Bu arpa deneyi sığırda tek tip beslenmenin zararlarını kanıtlar ama topraksız tarımın zararlarını kanıtlamaz. Sadece ekmekle beslenen sığırın da süt verimi düşer.

Aslına bakarsanız her gün yediğiniz ekmekte doğal olmayan kültüre alınıp bütün genetiği bozulmuş buğdaydan yapılıyor. Hatta içine ascorbik asit gibi tamamen suni kimyasallar da karıştırılıyor. Her sabah genetiği oynanmış doğal ortamda asla yetişmeyecek olan bir bitkinin kimyasal ve fiziksel muameleye tabi tutulmuş yapraklarını suda haşlayıp içiyorsunuz. Bu bitkinin suyu vucudunuzdaki bir çok esansiyel amino asitin bağlanmasını imkansız kılıyor. Ama ne kadar sağlıklı olduğunuza bir bakın.

Danone yemek teknolojik tarım domatesi yemekten daha tehlikeli **** denetimsiz bir çiftlikten çıkan tavuk yumurtası insanı kolayca kansere götürebilir.

Hassasiyetiniz olumlu fakat bilinçsiz ve yanlış yerde.

Toprak bitkiye sadece yataklık eder. Topraksız tarımdan çok büyük bir farkı yoktur. Bizlerin bitkiye verdiği besin elementi doğru oranlarda olmadığı anda meyvenin tadı rezil bir hal alır.
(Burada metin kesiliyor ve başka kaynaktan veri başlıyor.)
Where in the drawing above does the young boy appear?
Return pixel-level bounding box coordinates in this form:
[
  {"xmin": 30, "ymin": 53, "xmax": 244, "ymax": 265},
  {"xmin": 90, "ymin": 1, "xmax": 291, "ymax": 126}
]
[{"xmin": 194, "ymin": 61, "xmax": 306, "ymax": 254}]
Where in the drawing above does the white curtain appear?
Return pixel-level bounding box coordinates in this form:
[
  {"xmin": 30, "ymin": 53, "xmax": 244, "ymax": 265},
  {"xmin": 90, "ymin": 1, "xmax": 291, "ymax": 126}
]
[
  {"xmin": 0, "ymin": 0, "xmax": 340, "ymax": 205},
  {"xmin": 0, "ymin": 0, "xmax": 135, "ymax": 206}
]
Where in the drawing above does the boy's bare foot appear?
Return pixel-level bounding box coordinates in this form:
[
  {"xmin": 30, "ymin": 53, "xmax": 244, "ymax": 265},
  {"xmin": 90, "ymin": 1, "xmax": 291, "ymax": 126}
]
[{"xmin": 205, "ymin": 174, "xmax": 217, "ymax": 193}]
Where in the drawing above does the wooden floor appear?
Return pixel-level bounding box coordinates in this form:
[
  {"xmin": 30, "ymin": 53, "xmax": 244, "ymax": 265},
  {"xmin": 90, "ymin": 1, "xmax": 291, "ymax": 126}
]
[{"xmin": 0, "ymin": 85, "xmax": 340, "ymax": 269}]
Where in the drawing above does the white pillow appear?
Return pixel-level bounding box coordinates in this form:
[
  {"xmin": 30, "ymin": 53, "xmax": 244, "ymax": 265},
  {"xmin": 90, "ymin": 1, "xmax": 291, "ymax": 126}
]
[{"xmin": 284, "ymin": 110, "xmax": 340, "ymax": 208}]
Topraksız tarımın yegane tehlikesi gelişimi artırmak amaçlı verilebilecek enzimlerdir. Bu iş toprakta da yapılabilir. Ve şu dönem yeni çıkan ve kilosu 2 liraya alıp yemekte olduğunuz topraklı tarım çileklerinin %90 ında çeşitli hızlandırma enzimleri mevcuttur. Bu çileklere verilen bazı insectisit ilaçlar bile geliştirici etki gösterir. Böcek problemi olmadığı halde sırf meyve büyük olsun diye ilaç verirler.

Ne bu enzimlerin ne de bu ilaçların sizin sağlığınızı tehtid eder bir yanı yoktur. Vucudunuza ulaşamazlar ulaşsalar bile kolayca atılırlar fakat topraksız tarımda yapılandan çok daha büyük bir doğallık dışı işlemdir.

Bence siz daha çok düşünün. Eminim şu anda buzdolabınızdan en az 5 adet çok sağlıksız ürün çıkar. Siz bunları marketten büyük firmaların güvencesi ile aldım diye düşünüp içinizi rahat ettirmektesiniz.

Bizler topraksız rtarımı savunsakta savunmasakta bu sektör ister istemez gelişecek hem de çok.

Benim bu cevabı yazmaktaki tek amacım gıda bilincinizi arttırma ihtiyacında olduğunuzu size vurgulamaktır.

Ülkemizdeki denetimler bir çok konuda çok sağlıksız , bilinçten yoksun , uygulayıcısı bilgisiz , yaptırımı yok ya da yetersiz.

(Organik tarımda güzel işlevsel denetimler var. )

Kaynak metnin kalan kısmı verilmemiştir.